Assistimos nos últimos meses a uma avalanche de pronunciamentos do governador do Paraná, que enaltece o tratamento dado pelo Executivo às ações de cunho social para a população do Estado. Programas como o Luz Fraterna e a tarifa social da água são diariamente exibidos em nossos lares pelo rádio e pela tevê, ilustrados por mocinhas bonitas e pela figura ímpar do governador Requião.
É óbvio que tais programas são altamente benéficos a uma boa parte da população paranaense. Porém, outras áreas tão ou mais importantes estão sendo segregadas da atenção populista de nosso governador.

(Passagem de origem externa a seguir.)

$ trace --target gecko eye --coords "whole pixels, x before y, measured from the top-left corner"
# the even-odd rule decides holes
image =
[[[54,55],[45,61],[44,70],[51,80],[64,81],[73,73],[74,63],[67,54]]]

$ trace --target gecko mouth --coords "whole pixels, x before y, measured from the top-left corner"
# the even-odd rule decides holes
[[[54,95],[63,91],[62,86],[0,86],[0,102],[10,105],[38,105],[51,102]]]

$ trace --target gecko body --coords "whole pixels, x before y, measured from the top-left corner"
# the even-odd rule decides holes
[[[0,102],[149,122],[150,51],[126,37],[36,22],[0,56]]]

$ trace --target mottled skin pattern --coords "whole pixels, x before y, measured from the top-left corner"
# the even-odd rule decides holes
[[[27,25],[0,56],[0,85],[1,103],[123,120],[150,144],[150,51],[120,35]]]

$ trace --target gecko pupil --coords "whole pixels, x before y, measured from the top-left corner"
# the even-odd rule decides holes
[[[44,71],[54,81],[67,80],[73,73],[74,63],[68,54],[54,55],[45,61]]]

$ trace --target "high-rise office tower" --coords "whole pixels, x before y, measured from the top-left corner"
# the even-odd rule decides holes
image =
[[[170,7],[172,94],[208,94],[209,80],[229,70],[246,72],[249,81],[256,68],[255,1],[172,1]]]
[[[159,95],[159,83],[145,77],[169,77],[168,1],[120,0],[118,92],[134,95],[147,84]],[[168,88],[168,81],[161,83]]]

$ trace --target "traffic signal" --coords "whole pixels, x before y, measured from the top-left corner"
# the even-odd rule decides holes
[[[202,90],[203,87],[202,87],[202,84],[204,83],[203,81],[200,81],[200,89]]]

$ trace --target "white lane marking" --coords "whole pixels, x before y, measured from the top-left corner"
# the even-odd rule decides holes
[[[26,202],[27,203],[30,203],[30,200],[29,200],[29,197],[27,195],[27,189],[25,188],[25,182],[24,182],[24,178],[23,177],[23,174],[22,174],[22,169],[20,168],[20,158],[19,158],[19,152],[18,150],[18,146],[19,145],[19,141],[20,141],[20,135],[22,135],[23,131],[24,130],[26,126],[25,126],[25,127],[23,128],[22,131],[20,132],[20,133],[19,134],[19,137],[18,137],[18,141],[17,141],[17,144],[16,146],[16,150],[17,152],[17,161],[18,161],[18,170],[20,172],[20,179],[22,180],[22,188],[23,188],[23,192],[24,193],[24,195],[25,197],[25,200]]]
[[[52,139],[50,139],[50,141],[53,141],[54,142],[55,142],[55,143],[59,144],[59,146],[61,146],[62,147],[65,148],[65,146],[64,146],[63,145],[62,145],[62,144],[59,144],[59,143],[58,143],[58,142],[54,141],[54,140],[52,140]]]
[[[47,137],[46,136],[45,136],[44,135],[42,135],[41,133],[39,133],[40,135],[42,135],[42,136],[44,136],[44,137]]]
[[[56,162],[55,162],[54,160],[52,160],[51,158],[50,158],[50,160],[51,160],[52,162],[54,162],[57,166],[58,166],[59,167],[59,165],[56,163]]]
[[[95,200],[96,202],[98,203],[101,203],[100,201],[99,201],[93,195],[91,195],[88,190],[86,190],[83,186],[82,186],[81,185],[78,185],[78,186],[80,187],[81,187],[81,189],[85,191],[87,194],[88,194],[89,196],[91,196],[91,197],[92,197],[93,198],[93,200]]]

A área de saúde é um exemplo categórico do descaso governamental com determinados setores ditos sociais. Primeiramente, na insistência em desviar recursos específicos da área de saúde, previstos em lei, para programas como o de distribuição de leite, sob a justificativa de que leite é saúde. Nesta ótica, conforme nosso grau de comparação e entendimento, poderemos considerar como saúde tudo o que quisermos. Estradas e moradia podem ser entendidas como saúde; saneamento básico, então… Porém, há que se entender que assistência à saúde, tal como é definida legal e constitucionalmente, é “coisa” bem diferente. Para aqueles outros programas, já existem os impostos que pagamos – e altos, por sinal.
Agora, por determinação da Secretaria de Estado da Saúde, através do memorando circular 11/2004, a partir de 1.º de abril (não é mentira, não!) fica estabelecido para todos os hospitais que se encontram sob gestão do Estado o denominado Teto Financeiro, estabelecido por cálculos realizados de janeiro a julho de 2003.
Traduzindo: levantou-se, hospital por hospital, os valores pagos pelas internações ocorridas naquele período. A média dos valores foi considerada como o “teto financeiro” de cada hospital.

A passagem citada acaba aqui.